Ted put together a collection of great tunes and gave it to us for Christmas. He called it “Merry Christmas from Ted.” In iTunes, you cannot see the track names because no CD has track names, and iTunes cannot identify this CD when talking to CDDB over the internet. (It is a unique CD.)
So you have to play Track 1, Track 2, etc. While playing them, I tried changing the track names and was surprised I could. So I editted the track names, artists, and album title. I then ejected the CD to see if iTunes would remember. It did. iTunes apparently is talking to the Finder, because the CD is now titled and all the track names are listed. Zoom in below to see the effect.

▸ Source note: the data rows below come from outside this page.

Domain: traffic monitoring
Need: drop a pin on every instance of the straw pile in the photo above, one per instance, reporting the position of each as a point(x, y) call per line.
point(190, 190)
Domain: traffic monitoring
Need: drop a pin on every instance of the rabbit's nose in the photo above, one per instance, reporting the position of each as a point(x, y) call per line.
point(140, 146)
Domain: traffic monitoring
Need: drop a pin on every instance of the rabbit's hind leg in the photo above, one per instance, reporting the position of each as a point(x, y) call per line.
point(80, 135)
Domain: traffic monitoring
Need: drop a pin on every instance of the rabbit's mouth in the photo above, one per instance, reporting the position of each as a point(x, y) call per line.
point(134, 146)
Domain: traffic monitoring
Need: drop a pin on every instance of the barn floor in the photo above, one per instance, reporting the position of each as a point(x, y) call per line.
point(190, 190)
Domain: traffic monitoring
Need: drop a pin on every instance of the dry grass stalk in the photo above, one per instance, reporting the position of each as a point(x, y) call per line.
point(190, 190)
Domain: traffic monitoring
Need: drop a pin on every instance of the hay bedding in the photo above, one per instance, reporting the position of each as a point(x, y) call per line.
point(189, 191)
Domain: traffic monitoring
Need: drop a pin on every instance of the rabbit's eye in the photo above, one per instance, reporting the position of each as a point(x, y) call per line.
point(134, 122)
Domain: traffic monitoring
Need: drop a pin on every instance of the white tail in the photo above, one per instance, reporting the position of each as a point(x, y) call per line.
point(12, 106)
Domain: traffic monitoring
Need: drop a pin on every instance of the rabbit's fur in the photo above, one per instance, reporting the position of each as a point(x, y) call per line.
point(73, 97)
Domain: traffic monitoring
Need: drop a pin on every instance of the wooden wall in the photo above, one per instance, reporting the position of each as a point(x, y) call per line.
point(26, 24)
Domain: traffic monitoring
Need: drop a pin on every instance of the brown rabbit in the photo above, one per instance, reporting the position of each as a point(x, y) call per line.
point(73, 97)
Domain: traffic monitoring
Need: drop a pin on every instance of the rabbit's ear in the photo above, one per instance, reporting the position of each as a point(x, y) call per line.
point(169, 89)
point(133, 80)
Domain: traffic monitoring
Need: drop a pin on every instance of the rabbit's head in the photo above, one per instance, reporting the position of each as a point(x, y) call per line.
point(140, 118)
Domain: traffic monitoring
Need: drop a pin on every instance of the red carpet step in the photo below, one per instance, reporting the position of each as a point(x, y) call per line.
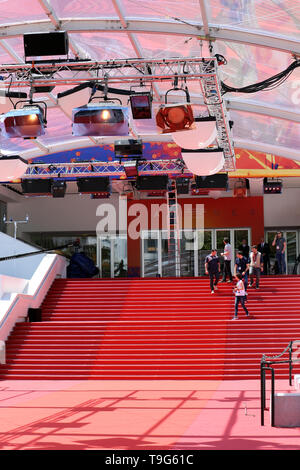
point(154, 328)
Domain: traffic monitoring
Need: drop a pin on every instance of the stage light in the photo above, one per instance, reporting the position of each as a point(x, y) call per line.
point(12, 167)
point(131, 168)
point(141, 107)
point(202, 136)
point(103, 119)
point(272, 187)
point(26, 122)
point(203, 162)
point(175, 117)
point(172, 118)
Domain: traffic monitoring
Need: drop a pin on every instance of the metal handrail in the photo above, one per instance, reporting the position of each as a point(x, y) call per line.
point(76, 243)
point(266, 364)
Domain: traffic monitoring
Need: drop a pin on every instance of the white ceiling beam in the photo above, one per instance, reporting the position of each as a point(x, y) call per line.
point(278, 150)
point(132, 37)
point(81, 142)
point(204, 14)
point(216, 32)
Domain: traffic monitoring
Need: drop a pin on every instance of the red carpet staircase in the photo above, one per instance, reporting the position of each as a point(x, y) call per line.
point(154, 329)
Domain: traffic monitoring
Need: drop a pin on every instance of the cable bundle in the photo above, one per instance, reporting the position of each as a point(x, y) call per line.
point(268, 84)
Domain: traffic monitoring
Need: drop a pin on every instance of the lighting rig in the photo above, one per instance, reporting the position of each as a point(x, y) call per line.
point(96, 119)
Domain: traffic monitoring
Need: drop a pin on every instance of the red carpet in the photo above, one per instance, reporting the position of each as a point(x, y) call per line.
point(139, 415)
point(154, 329)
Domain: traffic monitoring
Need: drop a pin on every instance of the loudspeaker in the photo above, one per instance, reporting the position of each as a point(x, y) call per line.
point(44, 44)
point(151, 182)
point(128, 147)
point(36, 186)
point(217, 181)
point(93, 185)
point(183, 185)
point(58, 188)
point(35, 314)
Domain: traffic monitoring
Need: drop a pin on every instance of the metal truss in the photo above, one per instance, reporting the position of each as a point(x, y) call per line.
point(211, 90)
point(93, 168)
point(132, 71)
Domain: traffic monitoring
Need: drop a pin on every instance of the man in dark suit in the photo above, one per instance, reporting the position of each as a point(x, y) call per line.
point(244, 247)
point(264, 249)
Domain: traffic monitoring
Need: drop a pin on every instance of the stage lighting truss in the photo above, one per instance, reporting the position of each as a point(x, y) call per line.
point(114, 169)
point(131, 72)
point(26, 122)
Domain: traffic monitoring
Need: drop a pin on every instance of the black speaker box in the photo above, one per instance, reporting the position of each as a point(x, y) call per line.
point(44, 44)
point(182, 185)
point(217, 181)
point(128, 147)
point(58, 188)
point(151, 182)
point(34, 314)
point(93, 185)
point(36, 186)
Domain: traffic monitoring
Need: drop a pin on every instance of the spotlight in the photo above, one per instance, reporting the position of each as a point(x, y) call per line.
point(46, 44)
point(175, 117)
point(102, 119)
point(141, 105)
point(202, 136)
point(12, 167)
point(272, 187)
point(26, 122)
point(203, 162)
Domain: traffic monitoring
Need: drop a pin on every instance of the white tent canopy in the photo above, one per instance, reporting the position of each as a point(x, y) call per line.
point(258, 38)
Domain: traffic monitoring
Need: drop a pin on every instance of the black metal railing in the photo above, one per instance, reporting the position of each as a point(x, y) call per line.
point(266, 365)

Another pleasant surprise from Apple. That’s why the Mac is so much fun… it keeps surprising you by doing what you would want, but not necessarily expect.
Man, that’s a good CD! I guess not all of the songs go together that well, but you can skip what you don’t want.
Windows’ CD player does the same thing about remembering them and, in fact, was originally set up where you would enter everything by hand, but only have to do it once (or until you lose your cd.ini file). But it doesn’t integrate with CDDB (I don’t think). But there are shareware CD players for Windows that will look stuff up on CDDB and put it into the cd.ini file . . .
Yes! i-tunes has done this ever since the version that was the first version I had on my flower power i-mac. I noticed this right away because it remembers CD names that you have already put in the computer even when the internet is down (so it doesn’t have to rescan the web to find the titles of songs and artists). pretty neat.